Most Gen AI development companies start to look the same after a point. You’ll see a list everyone claiming, “end-to-end AI,” “LLM integration,” and “enterprise-grade solutions.” But they rarely show clear pricing, real project scale, or whether they’ve built actual working products or just polished demos.
That’s the real challenge when trying to hire a Gen AI development company in India right now. It’s not that there aren’t enough options; it’s that too many of them look exactly alike, making it hard to know who’s genuinely capable.

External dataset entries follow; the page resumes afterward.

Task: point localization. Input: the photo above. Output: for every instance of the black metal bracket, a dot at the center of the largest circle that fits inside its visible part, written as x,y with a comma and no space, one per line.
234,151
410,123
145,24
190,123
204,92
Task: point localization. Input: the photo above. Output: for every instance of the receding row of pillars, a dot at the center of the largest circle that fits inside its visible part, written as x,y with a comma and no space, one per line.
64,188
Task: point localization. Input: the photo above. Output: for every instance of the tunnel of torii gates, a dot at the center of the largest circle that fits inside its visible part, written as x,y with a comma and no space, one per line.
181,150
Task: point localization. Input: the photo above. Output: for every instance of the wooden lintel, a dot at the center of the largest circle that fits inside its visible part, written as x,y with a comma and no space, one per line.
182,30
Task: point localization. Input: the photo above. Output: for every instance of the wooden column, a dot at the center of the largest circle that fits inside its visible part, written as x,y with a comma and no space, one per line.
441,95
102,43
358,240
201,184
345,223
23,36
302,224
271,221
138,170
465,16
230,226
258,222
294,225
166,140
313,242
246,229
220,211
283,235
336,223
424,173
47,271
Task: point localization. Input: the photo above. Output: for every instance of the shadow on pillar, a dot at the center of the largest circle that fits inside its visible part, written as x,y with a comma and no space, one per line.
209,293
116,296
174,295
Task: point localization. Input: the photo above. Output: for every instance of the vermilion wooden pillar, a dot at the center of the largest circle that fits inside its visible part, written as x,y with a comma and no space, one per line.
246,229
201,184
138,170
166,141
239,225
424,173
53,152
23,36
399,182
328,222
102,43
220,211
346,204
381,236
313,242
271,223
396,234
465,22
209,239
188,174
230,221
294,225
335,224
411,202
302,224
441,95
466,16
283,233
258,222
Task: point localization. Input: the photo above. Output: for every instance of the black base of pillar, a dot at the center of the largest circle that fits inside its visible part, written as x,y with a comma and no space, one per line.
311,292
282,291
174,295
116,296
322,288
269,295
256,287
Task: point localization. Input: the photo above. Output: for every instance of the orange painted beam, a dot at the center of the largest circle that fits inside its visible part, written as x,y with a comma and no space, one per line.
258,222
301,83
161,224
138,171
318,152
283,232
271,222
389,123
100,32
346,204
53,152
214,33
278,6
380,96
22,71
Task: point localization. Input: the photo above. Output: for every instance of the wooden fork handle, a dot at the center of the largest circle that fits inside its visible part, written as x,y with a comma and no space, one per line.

This guide maps ten active Gen AI development companies in India from infrastructure-level model builders to full-stack product studios against the criteria that actually determine fit: budget range, project complexity they’re equipped for, domain expertise, and the kind of clients they’ve served. The goal isn’t a ranking. It’s a decision framework that helps you match your specific situation with the right partner.
| Company |
Core Expertise |
Best For |
Engagement Model |
| Agentic India |
Agentic AI systems, multi-step LLM workflows, API orchestration, autonomous agents |
Startups & product companies building AI agents, workflow automation, LLM-powered SaaS |
Project-based |
| orangemantra |
LLM integration, ecommerce AI, NLP solutions, ML pipelines, AI consulting |
Mid-market businesses adding Gen AI to existing digital products (commerce, enterprise platforms) |
Project / Retainer |
| Rishabh Software |
Digital transformation, AI integration, cloud AI, enterprise software |
Mid-to-large enterprises running multi-workstream digital transformation projects |
Engagement-based |
| Happiest Minds |
Gen AI business services, agentic AI, product engineering, BFSI & healthcare AI |
Enterprises in regulated industries needing scalable, compliant AI deployment |
Multi-phase programs |
| Gen AI India |
Gen AI strategy, prototyping, LLM deployment, use case discovery |
Businesses in early-stage exploration or pilot phase of Gen AI adoption |
Scoped projects |
| Digital Simple |
AI product development, conversational AI, MLOps, Gen AI apps |
Growth-stage product companies needing agile AI development services |
Flexible models |
| Sarvam AI |
Indic language LLMs, speech/voice models, ASR, sovereign AI |
Companies building regional-language or voice-based AI products |
Model access |
| Ola Krutrim |
Foundation models, AI compute infra, multilingual AI, agentic assistant |
Large-scale AI product companies building for Indian markets |
Infrastructure model |
| Yellow AI |
Conversational AI, DynamicNLP, customer service automation, omnichannel bots |
Enterprises automating CX, HR, and sales workflows globally |
Platform licensing |
| Gnani.ai |
Voice AI, ASR (12 languages), TTS, speech analytics, contact center AI |
BFSI, telecom, and enterprises needing multilingual voice automation |
Platform contracts |
Leading Generative AI Development Companies: What They Actually Do
Before getting into comparison criteria, here’s a clear-eyed look at each company’s positioning, strengths, and realistic fit.
- Agentic India
Agentic India is a focused Gen AI development studio built specifically around agentic AI systems: multi-step, autonomous AI workflows that go beyond single-prompt interactions. Their positioning is deliberate: they’re not trying to be a broad IT services firm that added an AI practice. The work centers on building AI agents that can reason, plan, and act across tools and APIs with minimal human intervention.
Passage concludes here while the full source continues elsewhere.